Draco shouts out Harry's name in his sleep, and hearing it while knowing he can't stay forever and hold Draco the way Draco once held him…it makes Harry tiredly sad.
Thank you, thank you, for saving me from the nightmares.
His time is running out, and he needs to do something, so that they can both stop regretting so much.
Once Harry finishes his work, he comes back to the bedroom. Draco is still sleeping, and Harry allows himself one last glimpse—
(His beautiful, beautiful lover.)
One last glimpse, and then he lays ghostly kisses on Draco's sleep-parted lips, and he almost wants to try to stay. But he feels the ghostly form wearing away, and his vision is fading, and his hearing is distorting. He wants so much to stay here, and make up for all the things they've done wrong.
Draco, Draco—
He doesn't get a chance to try again before he fades out.
The bathroom is steamy as Draco steps out of the shower in the morning. He ties a towel around his waist (not that anyone is there to care anymore) and makes his way over to the door.

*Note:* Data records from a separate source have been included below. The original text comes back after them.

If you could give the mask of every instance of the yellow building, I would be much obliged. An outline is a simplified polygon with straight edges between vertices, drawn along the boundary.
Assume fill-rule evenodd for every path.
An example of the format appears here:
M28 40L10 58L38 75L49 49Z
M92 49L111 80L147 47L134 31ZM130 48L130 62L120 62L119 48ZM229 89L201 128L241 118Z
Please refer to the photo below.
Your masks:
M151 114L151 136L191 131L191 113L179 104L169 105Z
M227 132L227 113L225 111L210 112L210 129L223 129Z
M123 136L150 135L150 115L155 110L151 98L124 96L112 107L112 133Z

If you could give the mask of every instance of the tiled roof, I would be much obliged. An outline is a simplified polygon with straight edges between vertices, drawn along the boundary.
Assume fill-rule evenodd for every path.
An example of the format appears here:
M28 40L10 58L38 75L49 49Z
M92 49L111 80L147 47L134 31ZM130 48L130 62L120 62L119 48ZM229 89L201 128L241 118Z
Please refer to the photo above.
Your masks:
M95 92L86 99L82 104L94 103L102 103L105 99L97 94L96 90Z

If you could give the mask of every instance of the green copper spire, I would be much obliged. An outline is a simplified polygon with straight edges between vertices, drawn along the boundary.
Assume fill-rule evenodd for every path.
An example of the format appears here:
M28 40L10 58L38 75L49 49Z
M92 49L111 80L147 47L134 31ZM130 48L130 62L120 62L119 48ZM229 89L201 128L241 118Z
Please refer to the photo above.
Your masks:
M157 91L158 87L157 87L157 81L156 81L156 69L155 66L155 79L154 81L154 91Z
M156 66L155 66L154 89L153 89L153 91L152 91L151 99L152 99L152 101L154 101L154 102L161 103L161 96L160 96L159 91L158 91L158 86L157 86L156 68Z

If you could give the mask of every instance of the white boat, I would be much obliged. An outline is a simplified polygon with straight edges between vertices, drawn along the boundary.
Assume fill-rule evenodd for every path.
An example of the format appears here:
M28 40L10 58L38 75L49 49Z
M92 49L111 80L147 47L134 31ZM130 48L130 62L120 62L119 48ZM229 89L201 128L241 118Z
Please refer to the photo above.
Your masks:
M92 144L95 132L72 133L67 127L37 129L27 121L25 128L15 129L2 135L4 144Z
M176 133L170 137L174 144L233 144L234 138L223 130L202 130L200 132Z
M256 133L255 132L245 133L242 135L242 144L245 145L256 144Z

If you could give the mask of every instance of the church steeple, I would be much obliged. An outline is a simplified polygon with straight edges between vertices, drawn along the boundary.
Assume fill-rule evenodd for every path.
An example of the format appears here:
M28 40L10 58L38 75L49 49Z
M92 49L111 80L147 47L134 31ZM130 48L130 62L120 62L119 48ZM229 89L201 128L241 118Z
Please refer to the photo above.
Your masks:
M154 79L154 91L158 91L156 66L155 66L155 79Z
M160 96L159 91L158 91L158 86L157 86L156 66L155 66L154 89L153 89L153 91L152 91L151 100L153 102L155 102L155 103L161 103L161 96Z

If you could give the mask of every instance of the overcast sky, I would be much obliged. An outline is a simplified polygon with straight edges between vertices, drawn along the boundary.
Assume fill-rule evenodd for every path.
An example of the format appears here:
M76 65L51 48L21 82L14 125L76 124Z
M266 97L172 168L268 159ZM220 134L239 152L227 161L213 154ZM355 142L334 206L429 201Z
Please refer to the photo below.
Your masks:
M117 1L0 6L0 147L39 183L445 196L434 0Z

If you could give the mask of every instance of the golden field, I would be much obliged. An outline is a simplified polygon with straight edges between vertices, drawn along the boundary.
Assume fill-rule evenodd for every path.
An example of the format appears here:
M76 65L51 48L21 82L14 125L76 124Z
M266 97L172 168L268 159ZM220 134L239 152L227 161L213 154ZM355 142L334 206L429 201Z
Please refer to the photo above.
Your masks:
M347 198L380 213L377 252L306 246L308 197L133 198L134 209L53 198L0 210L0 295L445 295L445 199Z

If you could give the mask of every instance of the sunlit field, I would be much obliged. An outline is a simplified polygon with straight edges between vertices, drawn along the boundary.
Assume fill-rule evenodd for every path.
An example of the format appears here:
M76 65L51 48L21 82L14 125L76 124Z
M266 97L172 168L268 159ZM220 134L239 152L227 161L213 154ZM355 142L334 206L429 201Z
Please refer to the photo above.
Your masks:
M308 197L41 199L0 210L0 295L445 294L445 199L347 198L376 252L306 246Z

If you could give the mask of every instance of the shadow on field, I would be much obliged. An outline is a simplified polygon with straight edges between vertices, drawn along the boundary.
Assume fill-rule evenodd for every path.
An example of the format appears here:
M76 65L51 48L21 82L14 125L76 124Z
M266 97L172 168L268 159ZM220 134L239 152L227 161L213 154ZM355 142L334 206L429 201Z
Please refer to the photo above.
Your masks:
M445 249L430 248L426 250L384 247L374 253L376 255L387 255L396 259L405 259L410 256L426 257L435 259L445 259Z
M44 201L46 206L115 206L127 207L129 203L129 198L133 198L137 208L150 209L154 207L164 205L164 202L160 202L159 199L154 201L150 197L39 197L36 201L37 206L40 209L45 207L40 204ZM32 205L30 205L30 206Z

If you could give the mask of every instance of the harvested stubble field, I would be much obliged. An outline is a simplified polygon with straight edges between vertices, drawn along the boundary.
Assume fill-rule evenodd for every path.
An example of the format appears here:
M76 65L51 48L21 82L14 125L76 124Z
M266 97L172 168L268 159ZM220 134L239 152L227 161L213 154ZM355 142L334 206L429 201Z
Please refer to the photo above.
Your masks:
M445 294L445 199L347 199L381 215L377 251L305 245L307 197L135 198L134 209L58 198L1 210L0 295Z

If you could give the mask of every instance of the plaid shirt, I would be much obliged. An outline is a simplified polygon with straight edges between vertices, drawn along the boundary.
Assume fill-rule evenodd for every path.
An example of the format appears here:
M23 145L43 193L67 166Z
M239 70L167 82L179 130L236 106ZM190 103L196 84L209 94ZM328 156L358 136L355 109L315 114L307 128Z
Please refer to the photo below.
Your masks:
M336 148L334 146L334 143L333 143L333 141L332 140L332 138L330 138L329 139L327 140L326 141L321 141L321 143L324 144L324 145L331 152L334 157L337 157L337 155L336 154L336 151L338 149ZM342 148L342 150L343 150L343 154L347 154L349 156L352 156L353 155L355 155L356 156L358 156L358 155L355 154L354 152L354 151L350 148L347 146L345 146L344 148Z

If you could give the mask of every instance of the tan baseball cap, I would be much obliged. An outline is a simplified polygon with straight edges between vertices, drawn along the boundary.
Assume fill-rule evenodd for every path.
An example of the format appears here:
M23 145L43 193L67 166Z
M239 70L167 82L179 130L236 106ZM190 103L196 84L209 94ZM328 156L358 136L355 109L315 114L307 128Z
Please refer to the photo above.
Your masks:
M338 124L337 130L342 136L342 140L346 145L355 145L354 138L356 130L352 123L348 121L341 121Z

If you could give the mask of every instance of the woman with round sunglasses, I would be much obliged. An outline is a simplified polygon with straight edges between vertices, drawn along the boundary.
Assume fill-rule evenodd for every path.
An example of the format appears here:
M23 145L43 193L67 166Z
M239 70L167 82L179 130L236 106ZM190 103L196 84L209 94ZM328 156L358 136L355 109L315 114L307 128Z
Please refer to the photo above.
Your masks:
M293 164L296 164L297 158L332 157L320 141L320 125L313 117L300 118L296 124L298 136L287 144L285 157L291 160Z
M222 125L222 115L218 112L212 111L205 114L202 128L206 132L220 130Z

When he passes the sink, he looks up, and for a moment the world doesn't move.
Draco, is written on the mirror in the steam.
Thank you for holding me when I needed it most.
Draco's heart is stabbing his chest into slivers, and he realizes he's not breathing. He takes in large gasps of air as he stares stupidly at the words on the mirror.
I wanted you to hear me say your name, but my voice doesn't work anymore, so this will have to do.
His stupid eyes are hot again, and he doesn't want to cry anymore, but—
Draco. Draco. I love you.
But, he sees the familiar crooked handwriting, and the words he never thought Harry would say to him, and the whole thing is what he's always wanted, except it wasn't supposed to be a last letter like this.
(It's too late, it's too late, but at least they have this.)
And when he reaches the bottom, and sees the signature—
I've always been
Your,
Harry
He feels like he will never stop crying again.
"Leaves…are wings that don't know how to fly."